We are replacing a homegrown search engine written with pure Lucene (currently 4.9.1) with ElasticSearch. After adding the search analyzers we used in the old system, I'm now trying to replicate our queries. Right now I'm looking at replacing our "starts with" query with the same syntax in ElasticSearch. It appears that either query_string or simple_query_string should support the original Lucene syntax, but that doesn't seem to be the case.
I have a field that is analyzed using whitespace tokenizer and both lowercase and asciifolding filters. I'm trying to run a query that has a phrase query with a prefix.
Specifically, we are trying to find documents with one or more names, but I expect it to work in other cases as well. For example, I want to be able to find all documents with a name starting with “Smith John”, such as “Smith John”, “Smith Johnny”, “Smith John A”, etc. If a document has “Smith Barry” and “Wilson John”, but doesn’t have a version of “Smith John”, I don’t want to find that document.

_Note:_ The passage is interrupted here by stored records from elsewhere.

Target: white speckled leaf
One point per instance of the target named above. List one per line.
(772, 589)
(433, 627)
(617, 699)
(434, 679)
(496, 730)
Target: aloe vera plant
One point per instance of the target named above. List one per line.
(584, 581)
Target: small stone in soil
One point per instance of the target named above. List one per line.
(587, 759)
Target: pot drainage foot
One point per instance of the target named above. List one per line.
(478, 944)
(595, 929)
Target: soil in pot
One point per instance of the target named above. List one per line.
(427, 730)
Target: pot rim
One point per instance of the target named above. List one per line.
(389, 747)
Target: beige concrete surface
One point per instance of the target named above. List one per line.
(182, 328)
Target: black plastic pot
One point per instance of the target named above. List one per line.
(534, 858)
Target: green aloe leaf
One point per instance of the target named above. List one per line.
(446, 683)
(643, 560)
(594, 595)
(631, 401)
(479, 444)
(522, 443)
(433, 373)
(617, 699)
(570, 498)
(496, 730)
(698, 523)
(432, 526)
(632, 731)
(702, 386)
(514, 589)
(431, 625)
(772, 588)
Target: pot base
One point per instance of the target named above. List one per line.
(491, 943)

This query will find all documents that have exactly "smith john" in the field "name" but no other variations.
{
"query": {
"simple_query_string": {
"query": "\"smith john\"",
"fields": ["name"],
"default_operator": "AND"
}
}
}
If I remove the quotes and add a prefix operator, the query will find “Smith John”, “Smith John A”, “Smith Johnny”, but also find any documents with both “Smith Barry” and “Wilson John” because it searches across instances.
{
"query": {
"simple_query_string": {
"query": "smith john*",
"fields": ["name"],
"default_operator": "AND"
}
}
}
The next query is what I'm trying to use, and it does work in our old system with pure Lucene. The quotes tell it to search across only one instance, and the asterisk () tells it to do a prefix query. However, in ElasticSearch that same syntax never produces any results. I’m guessing it is actually looking for “john” instead of treating the asterisk as a prefix operator.
{
"query": {
"simple_query_string": {
"query": "\"smith john*\"",
"fields": ["name"],
"default_operator": "AND"
}
}
}
I have tried variations of query_string as well with similar results.
I have successfully done this using "match_phrase_prefix" to search for "smith john", but that comes with its own limitations such as not allowing wildcards and needing to know or guess at a value for max_expansions. I found that if I use too small of a number I get partial results, and the documentation warns that too large of a number affects performance.
What do I need to change to get the results I want from this query? Thank you.